For the last one year, ASHA workers in blocks Katehri and Bhiti blocks in Ambedkar Nagar district have been working without any pay from the district administration. The workers, who have been at the core of healthcare delivery in the region, complained that they have not received payment inspite of being involved with numerous services during the period.
ASHA workers Suman Sharma, Poonam Verma and Indravati who work in the blocks were distraught as they spoke of erratic pay for the wide range of work they do. ‘It has been a year and ASHA workers here have not been paid for delivery, formatting and booster services. They expect all sorts of services from us, but when it comes to payment, we get nothing,’ the women said.
Involved with multiple tasks at the block, district and state level, ASHA workers are enrolled on performance-based incentives and a monthly honorarium. The women who are engaged in immunization drives, maternal and child care services, and other healthcare programmes complained that lack of remuneration had severely affected them.
‘Our children are starving … How will we survive? We are always at work – be it delivery, operation, or immunization, but we are not getting any payment. We demand the government to pay our withheld salaries immediately,’ the workers said.
For these frontline workers considered to be the pulse of rural healthcare system, this is not the first instance where their plight has come to light. Over the last one year, ASHA workers in states like Karnataka, Meghalaya, Jammu and Kashmir have gone on strike to protest against erratic payments and insensitivity. Bihar is the latest to join the row as one lakh health workers, including hundreds of ASHAs, went on an indefinite strike earlier in June.
The Accredited Social Health Activists (ASHA) were enrolled on a contractual basis under the National Rural Health Mission in 2005 to improve delivery of basic health services. Selected from the village itself, the ASHA is trained to work as an interface between the community and the public health system. These workers have been the ground force for executing services as complex as conducting health awareness programmes on nutrition and sanitation, providing first-contact healthcare, maternal and child health, community mobilization and counseling.
As the NRHM was redesigned into National Health Mission after inclusion of an urban health mission, it was extended to 2017. However, the last decade has not seen any change in the status of ASHAs who continue to function as ‘activists’ being a significant part of government’s healthcare workforce.
A five-member delegation had also met the union health minister J.P Nadda in March to voice their concerns about honorariums remaining withheld for months and meager incentives. The delegation submitted a memorandum of demands to the health minister after hundreds of ASHA workers from all over the country had gathered for a protest at Jantar Mantar in Delhi. The memorandum included regularization of ASHA workers as government health workers, hike in allowances, and social security benefits, among other demands.

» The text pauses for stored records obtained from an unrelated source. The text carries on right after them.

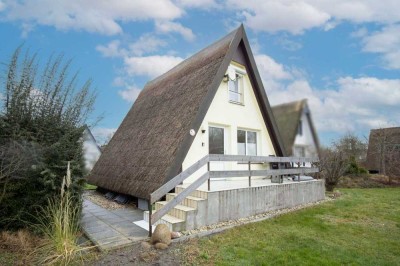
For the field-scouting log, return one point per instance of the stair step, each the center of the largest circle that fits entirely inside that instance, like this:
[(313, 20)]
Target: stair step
[(196, 193), (173, 223), (189, 201)]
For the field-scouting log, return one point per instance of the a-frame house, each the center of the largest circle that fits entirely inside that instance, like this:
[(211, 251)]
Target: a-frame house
[(212, 103)]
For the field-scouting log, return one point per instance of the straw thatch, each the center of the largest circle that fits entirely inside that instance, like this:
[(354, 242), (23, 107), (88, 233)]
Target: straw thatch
[(151, 143), (287, 117), (383, 150)]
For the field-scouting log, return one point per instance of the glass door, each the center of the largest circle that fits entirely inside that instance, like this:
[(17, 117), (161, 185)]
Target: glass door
[(216, 145)]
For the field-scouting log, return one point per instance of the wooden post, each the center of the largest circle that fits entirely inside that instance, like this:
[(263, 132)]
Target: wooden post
[(150, 213), (249, 174), (298, 166), (208, 180)]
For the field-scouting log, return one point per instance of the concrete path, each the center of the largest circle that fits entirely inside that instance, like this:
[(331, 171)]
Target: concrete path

An added concern has been the 20% decrease in health budget that is likely to affect the incentives and pay of healthcare workers nationwide. According to the National Health Systems Resource Centre, a technical support institution with the National Health Mission, the total number of ASHAs working all across the country was estimated to be over 8 lakh in 2013.
Even as there has been no decision by the central government on the demands, the agitations are set to intensify through strikes and protests over next few months. It also needs to be mentioned that the government’s stance towards the health workers would have a direct impact on crucial schemes such as Mission Indradhanush for immunization, digital training of ASHAs and ANMs, and state-wise drives to reduce maternal and infant mortality rate.